PUSKESMAS MAESAN BERSAMA DINAS KESEHATAN KABUPATEN BONDOWOSO MENGADAKAN KEGIATAN ACF (ACTIVE CASE FINDING) TBC
MAESAN – Guna memutus rantai penularan penyakit Tuberkulosis (TBC), UPTD Puskesmas Maesan ekerja sama dengan Dinas Kesehatan (Dinkes) Kabupaten Bondowoso menggelar kegiatan Active Case Finding (ACF) TBC pada hari Kamis, 10 September 2026. Kegiatan skrining dan deteksi dini secara proaktif ini dipusatkan di Balai Desa Pakuniran, Kecamatan Maesan, Kabupaten Bondowoso, dengan menyasar warga setempat serta kelompok yang berisiko tinggi.
Langkah ini diambil sebagai bentuk komitmen nyata jajaran kesehatan dalam program eliminasi TBC di wilayah Kabupaten Bondowoso. Penemuan kasus secara aktif (Active Case Finding) dinilai jauh lebih efektif dibandingkan sekadar menunggu pasien datang memeriksakan diri secara mandiri ke fasilitas kesehatan.
Dalam pelaksanaannya, tim gabungan dari petugas kesehatan Puskesmas Maesan dan Dinkes Bondowoso melakukan serangkaian pemeriksaan menyeluruh kepada masyarakat yang hadir, meliputi:
- Skrining Gejala: Wawancara klinis mengenai keluhan batuk berkepanjangan, demam, penurunan berat badan, atau keringat malam tanpa aktivitas.
- Pemeriksaan Dahak (Sputum): Pengumpulan sampel bagi warga yang menunjukkan indikasi gejala TBC guna pemeriksaan laboratorium lebih lanjut.
- Edukasi Kesehatan: Sosialisasi mengenai pencegahan penularan TBC, pentingnya pola hidup bersih, serta kepatuhan minum obat bagi pasien positif TBC.
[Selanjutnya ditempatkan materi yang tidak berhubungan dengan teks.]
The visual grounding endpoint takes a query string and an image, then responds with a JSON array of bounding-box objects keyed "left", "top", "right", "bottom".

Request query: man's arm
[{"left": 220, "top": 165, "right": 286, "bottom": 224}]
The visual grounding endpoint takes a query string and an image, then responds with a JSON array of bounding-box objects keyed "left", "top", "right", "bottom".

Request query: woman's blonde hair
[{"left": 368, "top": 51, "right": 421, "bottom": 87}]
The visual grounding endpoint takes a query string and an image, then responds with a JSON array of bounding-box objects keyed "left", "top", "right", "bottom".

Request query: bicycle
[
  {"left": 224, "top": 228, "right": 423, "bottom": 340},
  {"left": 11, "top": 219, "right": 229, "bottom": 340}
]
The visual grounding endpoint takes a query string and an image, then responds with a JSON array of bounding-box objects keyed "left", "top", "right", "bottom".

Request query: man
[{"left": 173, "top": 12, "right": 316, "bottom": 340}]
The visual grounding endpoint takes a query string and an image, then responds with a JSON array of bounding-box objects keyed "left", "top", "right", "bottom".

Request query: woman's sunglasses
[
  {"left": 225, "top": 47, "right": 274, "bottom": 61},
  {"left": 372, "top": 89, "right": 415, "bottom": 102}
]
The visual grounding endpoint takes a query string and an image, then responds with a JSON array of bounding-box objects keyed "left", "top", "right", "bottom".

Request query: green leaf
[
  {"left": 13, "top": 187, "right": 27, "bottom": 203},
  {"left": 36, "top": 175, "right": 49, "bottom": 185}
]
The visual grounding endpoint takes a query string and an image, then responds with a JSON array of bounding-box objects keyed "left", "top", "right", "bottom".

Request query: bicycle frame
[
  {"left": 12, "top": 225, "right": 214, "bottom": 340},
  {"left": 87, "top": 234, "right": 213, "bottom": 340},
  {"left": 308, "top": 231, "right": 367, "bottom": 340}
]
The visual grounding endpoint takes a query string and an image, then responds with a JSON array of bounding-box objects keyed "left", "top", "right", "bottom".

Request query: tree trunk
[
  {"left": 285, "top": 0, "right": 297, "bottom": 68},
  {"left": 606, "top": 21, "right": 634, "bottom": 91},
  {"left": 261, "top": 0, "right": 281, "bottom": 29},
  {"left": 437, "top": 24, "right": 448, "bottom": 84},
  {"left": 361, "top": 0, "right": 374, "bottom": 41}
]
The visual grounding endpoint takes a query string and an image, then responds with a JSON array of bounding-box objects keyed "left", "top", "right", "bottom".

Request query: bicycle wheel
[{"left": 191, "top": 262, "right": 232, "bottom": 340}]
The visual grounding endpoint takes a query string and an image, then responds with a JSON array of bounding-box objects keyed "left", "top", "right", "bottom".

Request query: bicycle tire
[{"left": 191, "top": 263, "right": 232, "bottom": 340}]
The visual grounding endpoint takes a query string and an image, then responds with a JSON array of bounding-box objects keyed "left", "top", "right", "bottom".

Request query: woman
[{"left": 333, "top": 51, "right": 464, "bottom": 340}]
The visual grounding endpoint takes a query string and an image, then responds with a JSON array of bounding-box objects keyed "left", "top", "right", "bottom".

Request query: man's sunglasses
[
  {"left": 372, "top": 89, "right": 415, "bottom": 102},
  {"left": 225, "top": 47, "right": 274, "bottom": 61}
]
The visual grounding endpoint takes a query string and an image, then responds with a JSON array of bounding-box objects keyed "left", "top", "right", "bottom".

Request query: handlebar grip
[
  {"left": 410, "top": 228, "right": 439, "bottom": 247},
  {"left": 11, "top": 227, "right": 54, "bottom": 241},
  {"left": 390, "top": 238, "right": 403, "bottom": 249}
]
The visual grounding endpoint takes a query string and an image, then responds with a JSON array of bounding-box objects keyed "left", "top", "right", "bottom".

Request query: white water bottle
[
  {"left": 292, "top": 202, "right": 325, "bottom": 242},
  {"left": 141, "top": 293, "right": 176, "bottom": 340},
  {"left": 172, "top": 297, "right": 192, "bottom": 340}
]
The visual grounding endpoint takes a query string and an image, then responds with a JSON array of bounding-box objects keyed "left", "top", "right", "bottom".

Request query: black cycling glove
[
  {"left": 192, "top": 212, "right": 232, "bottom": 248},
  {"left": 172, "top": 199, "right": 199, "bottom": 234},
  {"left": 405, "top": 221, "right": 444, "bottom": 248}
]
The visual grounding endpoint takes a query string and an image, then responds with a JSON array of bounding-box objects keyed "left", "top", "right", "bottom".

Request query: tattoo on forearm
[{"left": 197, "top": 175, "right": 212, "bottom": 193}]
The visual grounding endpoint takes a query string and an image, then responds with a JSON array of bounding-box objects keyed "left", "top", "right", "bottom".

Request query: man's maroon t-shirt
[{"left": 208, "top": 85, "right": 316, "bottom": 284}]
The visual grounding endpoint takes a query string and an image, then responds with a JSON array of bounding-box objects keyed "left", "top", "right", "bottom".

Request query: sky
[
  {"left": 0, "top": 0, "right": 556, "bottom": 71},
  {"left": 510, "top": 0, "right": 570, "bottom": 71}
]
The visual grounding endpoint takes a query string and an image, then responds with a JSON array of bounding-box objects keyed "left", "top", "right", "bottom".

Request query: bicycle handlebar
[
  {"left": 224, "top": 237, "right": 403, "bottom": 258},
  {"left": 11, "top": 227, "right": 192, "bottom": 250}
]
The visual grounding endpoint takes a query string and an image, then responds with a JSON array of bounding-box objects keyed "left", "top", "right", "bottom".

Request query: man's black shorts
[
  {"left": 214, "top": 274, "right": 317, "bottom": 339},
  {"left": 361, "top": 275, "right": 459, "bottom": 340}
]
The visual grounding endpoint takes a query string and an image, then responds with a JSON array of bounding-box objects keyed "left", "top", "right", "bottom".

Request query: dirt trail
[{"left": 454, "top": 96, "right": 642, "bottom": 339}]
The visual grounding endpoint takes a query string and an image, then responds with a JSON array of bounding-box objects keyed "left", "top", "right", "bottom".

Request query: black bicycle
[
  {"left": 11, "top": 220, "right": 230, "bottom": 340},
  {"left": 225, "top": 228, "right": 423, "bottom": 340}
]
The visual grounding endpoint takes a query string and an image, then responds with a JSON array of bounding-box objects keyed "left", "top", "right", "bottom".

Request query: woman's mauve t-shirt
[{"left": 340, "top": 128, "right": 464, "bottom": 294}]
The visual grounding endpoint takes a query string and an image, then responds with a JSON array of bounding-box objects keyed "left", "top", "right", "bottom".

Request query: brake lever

Melalui pemeriksaan yang terintegrasi ini, masyarakat yang teridentifikasi mengalami gejala mengarah ke TBC dapat langsung ditangani. Jika ada hasil yang mengonfirmasi positif bakteri TBC, petugas akan segera menjadwalkan pemberian obat anti-tuberkulosis (OAT) secara gratis demi menjamin kesembuhan total pasien.
Kepala UPTD Puskesmas Maesan mengungkapkan bahwa partisipasi masyarakat dalam kegiatan hari ini tergolong sangat baik. Kolaborasi lintas sektor dari pihak perangkat desa, kader kesehatan, hingga tim Dinas Kesehatan menjadi kunci utama kelancaran ACF TBC ini.